The Moment When You Realize You Don’t Know What the Organizations You’ve Been Funding Actually Do

Photo credit: Bill McChesney, CC BY 2.0.

So here’s how I decided where to make my donation, in response to the Charlottesville white nationalist rally:

  1. I could have donated to one of the GoFundMes, but even though I knew they were probably legitimate, I didn’t have time to research them thoroughly.
  2. I saw a lot of people suggesting that we all donate to the Albemarle-Charlottesville NAACP, and that was my initial instinct—but then I wondered if, instead of supporting just the NAACP, I should make a bunch of small donations to a lot of different organizations to cover, like, the breadth of Nazi hatred.
  3. That’s when I got the bright idea to donate to the ACLU Foundation of Virginia, because the ACLU helps everybody.

Which is how I ended up donating to the organization that sued the city of Charlottesville to ensure that this weekend’s rally was allowed to happen:

The American Civil Liberties Union (ACLU) of Virginia and Charlottesville-based Rutherford Institute issued a joint letter Tuesday, August 8, demanding that the city let white activist Jason Kessler hold his Unite the Right rally at Emancipation Park on August 12.

Charlottesville City Manager Maurice Jones announced Monday, August 7, that the city would only allow Kessler to hold the rally at McIntire Park.
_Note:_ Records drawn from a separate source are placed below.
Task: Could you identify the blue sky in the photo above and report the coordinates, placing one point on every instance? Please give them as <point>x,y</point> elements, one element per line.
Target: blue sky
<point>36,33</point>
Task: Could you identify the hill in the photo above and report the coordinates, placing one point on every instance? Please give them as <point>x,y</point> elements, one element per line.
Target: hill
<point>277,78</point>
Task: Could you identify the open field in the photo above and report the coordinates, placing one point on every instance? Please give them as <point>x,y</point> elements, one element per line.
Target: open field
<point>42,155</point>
Officials have expressed concerns over logistics and safety as their reasons to move the event away from downtown Charlottesville.
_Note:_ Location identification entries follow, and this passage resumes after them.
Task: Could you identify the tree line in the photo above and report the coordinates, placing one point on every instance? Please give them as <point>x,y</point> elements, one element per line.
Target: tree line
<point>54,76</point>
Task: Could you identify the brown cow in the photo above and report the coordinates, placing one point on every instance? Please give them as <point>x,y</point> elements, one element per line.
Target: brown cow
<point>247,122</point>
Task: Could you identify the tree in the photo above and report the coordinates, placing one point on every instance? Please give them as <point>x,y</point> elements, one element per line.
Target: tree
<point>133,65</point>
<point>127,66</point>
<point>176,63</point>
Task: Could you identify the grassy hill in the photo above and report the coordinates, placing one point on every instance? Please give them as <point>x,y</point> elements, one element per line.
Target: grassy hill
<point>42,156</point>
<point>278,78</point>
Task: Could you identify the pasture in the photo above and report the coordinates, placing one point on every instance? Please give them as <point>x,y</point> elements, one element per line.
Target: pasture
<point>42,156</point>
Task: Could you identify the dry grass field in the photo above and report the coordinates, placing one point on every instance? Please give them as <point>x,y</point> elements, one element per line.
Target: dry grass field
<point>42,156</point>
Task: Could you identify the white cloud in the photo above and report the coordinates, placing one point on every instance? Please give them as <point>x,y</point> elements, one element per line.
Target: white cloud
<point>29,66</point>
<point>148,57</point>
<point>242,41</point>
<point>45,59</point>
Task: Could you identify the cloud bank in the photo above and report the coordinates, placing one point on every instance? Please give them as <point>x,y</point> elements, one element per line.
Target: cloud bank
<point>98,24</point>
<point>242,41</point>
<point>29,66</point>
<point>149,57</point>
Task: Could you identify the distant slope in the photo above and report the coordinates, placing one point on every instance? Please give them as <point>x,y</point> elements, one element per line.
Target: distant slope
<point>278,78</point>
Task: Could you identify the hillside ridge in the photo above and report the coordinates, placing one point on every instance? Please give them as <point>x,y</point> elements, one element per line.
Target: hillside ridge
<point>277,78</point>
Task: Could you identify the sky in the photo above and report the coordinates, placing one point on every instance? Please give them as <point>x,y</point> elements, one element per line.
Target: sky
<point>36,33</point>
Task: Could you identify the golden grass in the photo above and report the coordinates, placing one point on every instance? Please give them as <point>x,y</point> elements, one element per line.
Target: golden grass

Because the ACLU helps everybody.

I understand, on an intellectual level, the importance of ensuring free speech for all. But, on an emotional level, I am not ready to get behind this particular free speech activity.
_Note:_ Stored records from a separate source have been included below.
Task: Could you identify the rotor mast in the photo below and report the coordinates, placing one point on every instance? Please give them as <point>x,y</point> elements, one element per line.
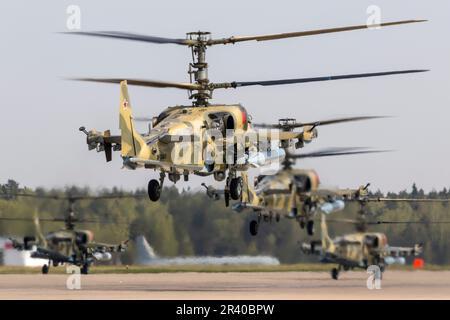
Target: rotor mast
<point>199,67</point>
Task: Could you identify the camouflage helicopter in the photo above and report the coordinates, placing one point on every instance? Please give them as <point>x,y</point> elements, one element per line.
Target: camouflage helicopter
<point>290,192</point>
<point>182,140</point>
<point>296,193</point>
<point>68,245</point>
<point>358,250</point>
And it made me think about how I have no idea what these organizations to which I’ve been donating actually do.

Even though I did come back and make a donation to the NAACP, for example, I don’t know what they do beyond the mission statement on their website. I don’t really know what the Southern Poverty Law Center does. I do know what Planned Parenthood does, and I don’t know if that’s because they provide a list of services that are easy to quantify or if it’s because I interact with more people who have used those services.

It’s clear that I need to do a little more work before my next donation. Even if the ACLU of Virginia hadn’t sued to allow the rally to happen as planned—a rally which they have since publicly condemned—they still wouldn’t have been the right organization to support as a response to white nationalism. (“I would like to publicly state that I am against Nazis, so I’m going to stand up for… free speech and First Amendment rights.”)

I feel more than a little embarrassed that I didn’t think this all the way through before shoving my credit card number at the internet.